The above algorithm using modulo arithmetic, however, does not support negative strides. Were we to use the same procedure above to solve for subscripts i,j,k, we would begin with the equation

idx = offset + nk*(nj*i + j) + k

which could be simplified to

idx-offset = nk*(nj*i + j) + k

The problem here, of course, is that idx-offset can be negative and effectively shifts the range of possible i,j,k values (i should be on the half-open interval [0,N); j on the interval [0,M); and k on the interval [0,L)).

This then prompts the question as to whether an algorithm exists for converting a linear index to subscripts with support for negative strides. Or in other words, is there an algorithm which, given a linear index into an underlying data buffer, can return the corresponding view subscripts?

Implementations in other languages/libraries (such as Julia and NumPy) seem to only provide support for the offset = 0 case. I am looking for something more general, which can apply to strided array views, as well.
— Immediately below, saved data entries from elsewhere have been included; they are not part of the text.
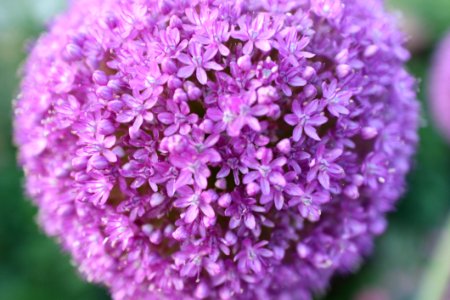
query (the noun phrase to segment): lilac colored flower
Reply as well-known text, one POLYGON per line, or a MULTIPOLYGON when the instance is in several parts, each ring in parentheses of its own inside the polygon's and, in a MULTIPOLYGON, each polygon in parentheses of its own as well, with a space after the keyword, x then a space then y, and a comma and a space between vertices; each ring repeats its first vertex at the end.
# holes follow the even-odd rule
POLYGON ((261 51, 267 52, 272 48, 270 38, 275 34, 275 30, 270 28, 268 16, 259 13, 255 18, 248 15, 242 16, 239 21, 239 30, 233 32, 233 38, 246 42, 243 48, 244 54, 251 54, 253 46, 261 51))
POLYGON ((208 25, 214 24, 219 15, 219 10, 216 8, 210 8, 206 5, 200 6, 197 10, 193 7, 188 7, 185 10, 187 20, 192 24, 184 24, 184 29, 194 31, 198 29, 204 29, 208 25))
POLYGON ((339 91, 336 89, 337 80, 332 80, 330 84, 323 83, 322 91, 323 97, 327 103, 327 109, 335 117, 339 117, 340 114, 349 114, 348 105, 349 100, 352 97, 351 91, 339 91))
POLYGON ((251 169, 244 176, 244 184, 249 184, 255 180, 259 181, 263 195, 270 193, 271 185, 286 185, 286 179, 280 172, 286 164, 285 157, 280 156, 274 159, 272 150, 267 148, 259 148, 256 153, 252 152, 250 151, 244 161, 247 167, 251 169))
POLYGON ((242 250, 235 256, 235 260, 238 261, 238 269, 242 273, 256 273, 261 274, 264 272, 263 267, 265 264, 265 258, 273 256, 273 252, 264 248, 269 242, 261 241, 252 245, 251 240, 244 240, 242 242, 242 250))
MULTIPOLYGON (((77 102, 76 98, 72 96, 68 97, 68 103, 65 102, 64 105, 78 106, 79 103, 77 102)), ((75 113, 76 111, 70 110, 70 112, 75 113)), ((60 110, 60 113, 64 115, 69 114, 69 112, 67 112, 66 110, 60 110)), ((74 115, 72 115, 72 118, 73 117, 74 115)), ((77 134, 81 139, 89 140, 96 138, 96 136, 98 135, 107 136, 113 134, 116 129, 114 128, 113 122, 108 119, 108 117, 108 113, 102 114, 100 112, 95 112, 86 114, 82 120, 78 118, 78 122, 73 123, 73 121, 76 121, 73 120, 72 123, 74 133, 77 134)), ((66 120, 63 120, 63 123, 65 123, 64 121, 66 120)))
POLYGON ((450 141, 450 35, 441 42, 430 72, 430 107, 437 127, 450 141))
POLYGON ((292 96, 292 88, 298 88, 306 85, 307 82, 301 77, 299 68, 292 68, 284 62, 281 64, 279 69, 277 83, 280 84, 281 90, 285 96, 292 96))
POLYGON ((265 61, 259 62, 256 67, 256 78, 263 85, 270 84, 278 77, 278 65, 268 57, 265 61))
POLYGON ((256 100, 254 92, 221 97, 219 107, 208 109, 207 115, 212 121, 217 122, 220 130, 226 129, 230 136, 238 136, 245 125, 260 131, 261 124, 257 117, 267 114, 268 109, 263 104, 254 105, 256 100))
POLYGON ((83 143, 85 145, 77 151, 77 155, 89 157, 88 168, 104 169, 108 162, 117 161, 116 154, 111 150, 116 143, 115 136, 98 135, 95 140, 85 140, 83 143))
POLYGON ((191 131, 191 124, 198 120, 196 114, 189 114, 189 106, 186 102, 179 105, 174 101, 167 101, 167 111, 158 114, 158 120, 164 125, 169 125, 164 130, 164 135, 172 135, 178 130, 180 134, 186 135, 191 131))
POLYGON ((159 34, 159 42, 151 42, 151 48, 155 51, 155 55, 160 58, 173 58, 183 51, 188 41, 181 41, 181 35, 178 28, 168 27, 166 30, 161 30, 159 34))
POLYGON ((184 221, 186 223, 192 223, 198 217, 200 211, 207 218, 214 218, 214 209, 211 206, 211 202, 217 197, 212 191, 202 191, 201 188, 197 188, 193 191, 190 187, 184 186, 177 191, 177 200, 173 203, 174 207, 187 208, 184 215, 184 221))
POLYGON ((309 44, 309 37, 304 36, 299 39, 298 31, 294 27, 286 28, 280 33, 280 41, 275 43, 275 48, 294 67, 300 65, 302 58, 312 58, 313 53, 303 51, 309 44))
MULTIPOLYGON (((200 276, 200 272, 203 270, 207 270, 210 275, 217 275, 220 272, 218 263, 207 256, 207 247, 195 245, 190 250, 174 255, 175 264, 180 266, 181 276, 196 278, 200 276)), ((208 294, 208 289, 208 286, 199 285, 194 293, 200 299, 205 298, 205 294, 208 294)))
POLYGON ((108 201, 114 186, 110 178, 99 173, 92 173, 91 178, 80 183, 82 187, 80 187, 81 192, 78 193, 77 198, 99 206, 108 201))
POLYGON ((137 135, 144 121, 153 121, 154 114, 151 112, 151 108, 158 101, 157 96, 148 92, 142 94, 134 92, 133 95, 124 94, 122 96, 124 108, 117 114, 116 120, 119 123, 133 121, 133 125, 129 128, 130 136, 134 137, 137 135))
POLYGON ((218 179, 223 179, 232 174, 234 179, 234 184, 239 185, 241 182, 240 174, 246 174, 248 168, 240 161, 240 153, 233 153, 231 150, 226 152, 225 157, 223 157, 222 166, 217 173, 218 179))
POLYGON ((112 248, 127 249, 133 243, 135 225, 124 215, 111 214, 102 219, 108 237, 103 241, 112 248))
POLYGON ((223 56, 230 54, 230 49, 225 45, 230 39, 230 25, 228 22, 216 22, 211 27, 205 28, 205 33, 194 37, 195 41, 219 50, 223 56))
MULTIPOLYGON (((117 206, 117 211, 122 213, 129 213, 130 221, 135 221, 138 218, 144 216, 144 214, 150 209, 150 206, 152 206, 155 201, 154 198, 157 197, 154 195, 157 194, 153 194, 152 198, 149 199, 149 197, 142 197, 130 193, 130 199, 120 203, 119 206, 117 206)), ((146 229, 146 233, 148 233, 148 229, 146 229)))
POLYGON ((316 182, 308 184, 306 188, 293 186, 288 189, 288 194, 292 196, 289 206, 297 206, 300 214, 311 222, 320 219, 321 205, 330 200, 330 194, 321 190, 316 182))
POLYGON ((146 94, 160 94, 161 85, 166 83, 167 74, 162 74, 159 65, 156 62, 150 62, 148 67, 136 67, 136 76, 130 80, 130 87, 133 90, 142 91, 149 89, 146 94))
POLYGON ((255 199, 242 198, 237 192, 225 194, 218 201, 221 206, 226 207, 225 215, 231 217, 230 229, 245 225, 248 229, 254 230, 259 225, 256 223, 257 213, 265 211, 262 206, 257 205, 255 199))
POLYGON ((405 189, 404 40, 379 0, 71 1, 15 103, 38 220, 115 300, 310 300, 405 189))
POLYGON ((362 168, 367 185, 376 189, 380 184, 386 182, 387 164, 386 156, 383 153, 373 153, 367 157, 362 168))
POLYGON ((304 108, 301 107, 298 100, 293 101, 293 114, 286 115, 284 120, 289 125, 295 126, 292 134, 294 142, 298 142, 301 139, 303 132, 310 138, 320 141, 316 127, 325 124, 328 119, 322 113, 319 113, 318 109, 319 101, 317 100, 313 100, 306 104, 304 108))
POLYGON ((221 71, 218 63, 211 61, 217 53, 217 49, 208 48, 205 52, 202 51, 202 46, 198 43, 192 42, 189 44, 189 55, 181 53, 178 55, 178 60, 186 66, 181 67, 178 71, 178 76, 181 78, 190 77, 194 71, 197 80, 201 84, 206 84, 208 77, 205 70, 221 71))
POLYGON ((157 191, 157 185, 154 182, 157 161, 158 156, 155 155, 154 149, 140 149, 133 154, 129 162, 123 165, 121 175, 133 179, 130 185, 132 189, 140 188, 147 182, 152 190, 157 191))
POLYGON ((326 150, 325 145, 320 145, 316 156, 309 163, 310 170, 306 175, 308 182, 317 178, 324 189, 330 189, 330 177, 344 177, 344 169, 335 161, 342 155, 342 149, 326 150))
POLYGON ((171 153, 169 160, 173 166, 181 170, 178 181, 186 183, 193 177, 195 183, 204 189, 211 175, 208 164, 218 163, 221 160, 220 154, 213 148, 219 136, 210 135, 204 139, 204 135, 196 130, 192 137, 192 144, 180 149, 179 152, 171 153))

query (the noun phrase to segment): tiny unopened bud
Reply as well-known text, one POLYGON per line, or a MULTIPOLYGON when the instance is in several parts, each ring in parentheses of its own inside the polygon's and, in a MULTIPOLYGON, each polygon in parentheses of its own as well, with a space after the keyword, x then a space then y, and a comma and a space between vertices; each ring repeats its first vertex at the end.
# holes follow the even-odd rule
POLYGON ((312 97, 315 97, 317 95, 317 89, 312 84, 306 85, 305 88, 303 89, 303 92, 305 93, 305 96, 307 98, 312 98, 312 97))
POLYGON ((242 70, 248 71, 252 67, 252 59, 250 55, 244 55, 238 58, 237 64, 242 70))
POLYGON ((361 186, 364 183, 364 176, 361 174, 355 174, 352 176, 353 184, 356 186, 361 186))
POLYGON ((378 51, 377 45, 367 46, 367 48, 364 50, 364 56, 371 57, 371 56, 375 55, 375 53, 377 53, 377 51, 378 51))
POLYGON ((224 207, 224 208, 230 206, 230 203, 231 203, 230 194, 227 193, 227 194, 220 196, 219 200, 217 200, 217 203, 219 203, 220 207, 224 207))
POLYGON ((308 246, 298 243, 297 244, 297 254, 300 258, 305 258, 311 253, 311 250, 308 246))
POLYGON ((150 206, 155 207, 163 203, 164 196, 160 193, 154 193, 150 198, 150 206))
POLYGON ((344 78, 347 76, 350 71, 352 70, 352 67, 350 67, 347 64, 340 64, 336 67, 336 74, 339 78, 344 78))
POLYGON ((348 49, 342 49, 341 51, 339 51, 339 53, 336 54, 335 59, 340 64, 347 62, 347 60, 348 60, 348 49))
POLYGON ((373 139, 378 135, 378 130, 374 127, 364 127, 361 129, 361 136, 365 140, 373 139))
POLYGON ((187 101, 187 99, 188 99, 188 96, 180 88, 176 89, 175 92, 173 93, 173 100, 175 100, 175 102, 181 103, 181 102, 187 101))
POLYGON ((192 82, 187 81, 184 84, 184 90, 187 92, 189 100, 197 100, 202 96, 202 90, 200 90, 192 82))
POLYGON ((150 234, 150 242, 155 245, 159 245, 162 241, 162 233, 161 230, 155 230, 150 234))
POLYGON ((218 189, 224 190, 227 188, 227 181, 225 180, 225 178, 218 179, 216 180, 214 186, 218 189))
POLYGON ((350 199, 353 200, 358 199, 359 198, 358 187, 354 184, 351 184, 344 189, 344 194, 350 199))
POLYGON ((303 70, 302 77, 305 80, 311 79, 311 77, 316 74, 316 70, 311 66, 306 66, 305 70, 303 70))
POLYGON ((288 154, 291 151, 291 142, 289 139, 283 139, 278 142, 277 149, 283 154, 288 154))
POLYGON ((107 86, 101 86, 96 91, 95 94, 105 100, 111 100, 114 97, 113 90, 107 86))
POLYGON ((92 74, 92 80, 98 85, 106 85, 108 83, 108 76, 101 70, 96 70, 92 74))
POLYGON ((75 171, 86 169, 86 165, 87 165, 87 157, 85 156, 78 156, 72 159, 72 168, 75 171))
POLYGON ((118 79, 111 79, 108 81, 107 86, 114 91, 119 91, 122 88, 122 82, 118 79))
POLYGON ((249 196, 254 196, 254 195, 258 194, 258 192, 260 191, 259 184, 256 184, 255 182, 251 182, 251 183, 247 184, 247 186, 245 187, 245 191, 247 192, 247 194, 249 196))
POLYGON ((175 28, 183 25, 183 21, 178 16, 170 17, 169 27, 175 28))
POLYGON ((164 58, 161 63, 161 70, 167 74, 174 74, 177 71, 177 65, 170 58, 164 58))
POLYGON ((79 60, 83 57, 83 50, 77 44, 68 44, 66 46, 66 58, 68 60, 79 60))
POLYGON ((180 80, 180 78, 171 76, 167 81, 167 86, 169 89, 174 90, 177 88, 181 88, 183 86, 183 82, 180 80))

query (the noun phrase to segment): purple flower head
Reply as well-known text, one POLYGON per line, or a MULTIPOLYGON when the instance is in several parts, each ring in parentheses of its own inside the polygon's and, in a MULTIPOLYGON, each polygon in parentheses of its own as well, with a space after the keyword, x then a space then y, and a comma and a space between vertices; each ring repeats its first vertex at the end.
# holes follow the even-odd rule
POLYGON ((439 46, 430 73, 430 106, 434 121, 450 141, 450 35, 439 46))
POLYGON ((15 103, 39 222, 115 300, 312 299, 404 191, 403 41, 378 0, 72 1, 15 103))

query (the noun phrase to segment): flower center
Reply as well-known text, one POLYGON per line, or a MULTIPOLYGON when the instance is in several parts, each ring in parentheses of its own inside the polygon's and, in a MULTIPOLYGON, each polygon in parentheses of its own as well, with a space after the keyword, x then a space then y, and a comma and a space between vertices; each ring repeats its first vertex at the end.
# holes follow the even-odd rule
POLYGON ((194 57, 192 57, 192 60, 194 61, 196 66, 202 65, 202 57, 201 56, 194 56, 194 57))

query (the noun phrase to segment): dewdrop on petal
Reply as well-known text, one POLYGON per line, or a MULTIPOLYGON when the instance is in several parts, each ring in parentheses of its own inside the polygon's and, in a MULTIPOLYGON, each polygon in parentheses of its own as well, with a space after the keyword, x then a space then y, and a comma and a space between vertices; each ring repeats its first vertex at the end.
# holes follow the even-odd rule
POLYGON ((367 255, 417 143, 381 1, 72 1, 15 141, 39 222, 113 299, 311 299, 367 255))

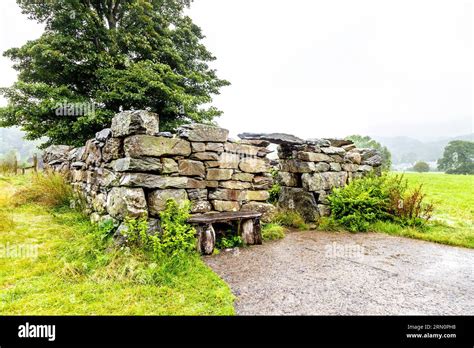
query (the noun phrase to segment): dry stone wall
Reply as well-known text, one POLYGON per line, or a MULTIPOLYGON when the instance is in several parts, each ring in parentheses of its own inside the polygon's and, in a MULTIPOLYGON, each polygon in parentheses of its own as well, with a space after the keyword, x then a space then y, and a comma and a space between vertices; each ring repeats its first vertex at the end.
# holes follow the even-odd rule
POLYGON ((268 215, 274 209, 266 202, 273 184, 268 145, 233 141, 226 129, 203 124, 160 132, 156 114, 125 111, 85 146, 51 146, 44 160, 68 173, 96 222, 142 215, 153 221, 168 199, 191 201, 193 214, 268 215))
POLYGON ((92 221, 120 225, 127 216, 145 215, 150 226, 159 226, 168 199, 191 201, 193 214, 259 211, 269 219, 272 169, 281 186, 278 205, 315 221, 329 214, 332 188, 378 172, 382 162, 377 151, 347 140, 243 133, 235 141, 228 133, 203 124, 160 132, 158 115, 124 111, 84 146, 50 146, 43 160, 67 173, 92 221), (279 144, 277 161, 267 157, 271 143, 279 144))

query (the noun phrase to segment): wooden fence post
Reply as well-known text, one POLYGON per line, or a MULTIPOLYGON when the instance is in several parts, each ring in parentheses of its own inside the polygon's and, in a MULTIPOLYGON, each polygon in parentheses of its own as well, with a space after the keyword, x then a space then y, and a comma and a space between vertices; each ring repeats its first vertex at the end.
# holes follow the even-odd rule
POLYGON ((36 153, 33 154, 33 170, 35 173, 38 171, 38 155, 36 153))
POLYGON ((16 154, 15 154, 15 161, 13 162, 13 172, 15 173, 15 175, 18 172, 18 160, 16 158, 16 154))

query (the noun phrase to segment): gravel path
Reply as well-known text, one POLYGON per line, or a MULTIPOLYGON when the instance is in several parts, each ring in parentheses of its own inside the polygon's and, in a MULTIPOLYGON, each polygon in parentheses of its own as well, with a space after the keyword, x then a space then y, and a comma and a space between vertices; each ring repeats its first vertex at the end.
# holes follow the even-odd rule
POLYGON ((473 315, 474 250, 379 233, 292 232, 205 258, 240 315, 473 315))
Any pointers to existing implementations/algorithms would be greatly appreciated.

2
Sorry my eyes glazed over at that wall of text, but I think you're looking for numpy.lib.stride_tricks.as_strided. Maybe. Whole-number multiples of dimensional strides work. Negative strides won't work I don't think think, but as_strided makes a view, and you can make a view of that view by using fancy indexing - view[::-1] - Daniel F
@DanielF Thanks for your comment, but not what I am looking for. As stated in the OP, I am interested in an algorithm which generalizes to negative strides. Ideally, this algorithm should be language/library independent. What you suggest is strongly tied to NumPy. - kgryte
Ahh I see. I think. You may want to tag some lower-level languages than numpy then, as those memory-level algorithms will generally be implemented in some low to mid-level language like C or FORTRAN - Daniel F
@DanielF Yeah, numpy was what SO recommended, so went with that. I may update the tags tomorrow or the day after. Thanks for the suggestion. - kgryte

2 Answers

0
votes

(edit - I may be dealing with the easier nd-index to flat index case, while you are focused on the reverse. It's too late to explore that task now - I'll revisit this in the morning.)


If the offset is right, I think the same formula, for converting n-d index, to flat indexing works with negative as well as positive strides:

Compare indexing of a (3,4) array with its double flip:

In [32]: x = np.arange(12).reshape(3,4)
In [33]: y = x[::-1, ::-1]
In [34]: x.strides
Out[34]: (16, 4)
In [35]: y.strides
Out[35]: (-16, -4)

Data buffer 'start' can be found with __array_interface__:

In [36]: x.__array_interface__['data']
Out[36]: (166934688, False)
In [37]: y.__array_interface__['data']
Out[37]: (166934732, False)
In [38]: 732-688
Out[38]: 44

There are 48 bytes in the buffer, but the offset for y is 44, the start of the x[2,3] element (11 in this example).

Now test the flat indexing for an x element:

In [39]: x[1,2]
Out[39]: 6            # value
In [40]: x[1:2, 2:3].__array_interface__['data']    # a view
Out[40]: (166934712, False)
In [41]: 688+(1*16)+(2*4)    # offset + si*i + sj*j 
Out[41]: 712

Now do the same for y:

In [42]: y[1:2, 2:3].__array_interface__['data']
Out[42]: (166934708, False)
In [43]: 732+(1*-16)+(2*-4)
Out[43]: 708
0
votes

I've written a piece of code which I think solves your problem. There is more than the one function you've asked for because the other functions slightly differ from yours so I've put all of them here to avoid potential inconsistencies.

The following code is not written in any particular language. However, you can find there some elements of C syntax.

function calcStrides(shape[]) {
    strides[]; # Result array
    currentStride = 1;
    for(i = shape.size; 0 < i;) {
        --i;
        if(0 < shape[i]) {
            strides[i] = currentStride;
            currentStride *= shape[i];
        } else {
            strides[i] = -currentStride;
            currentStride *= -shape[i];
        }
    }
    return strides;
}

function calcOffset(shape[], strides[]) {
    offset = 0;
    for(i = 0; i < shape.size; ++i) {
        if(shape[i] < 0) {
            offset += strides[i] * (shape[i] + 1);
        }
    }
    return offset;
}

function sub2ind(strides[], offset, subs[]) {
    ind = offset;
    for(i = 0; i < strides.size; ++i) {
        ind += strides[i] * subs[i];
    }
    return ind;
};

function ind2sub(shape[], strides[], ind) {
    subs[]; # Result array
    for(i = 0; i < shape.size; ++i) {
        if(0 < strides[i]) {
            subs[i] = ind / strides[i];
            ind -= subs[i] * strides[i];
        } else {
            absSub = ind / -strides[i];
            subs[i] = -shape[i] - 1 - absSub;
            ind -= absSub * -strides[i];
        }
    }
    return subs;
}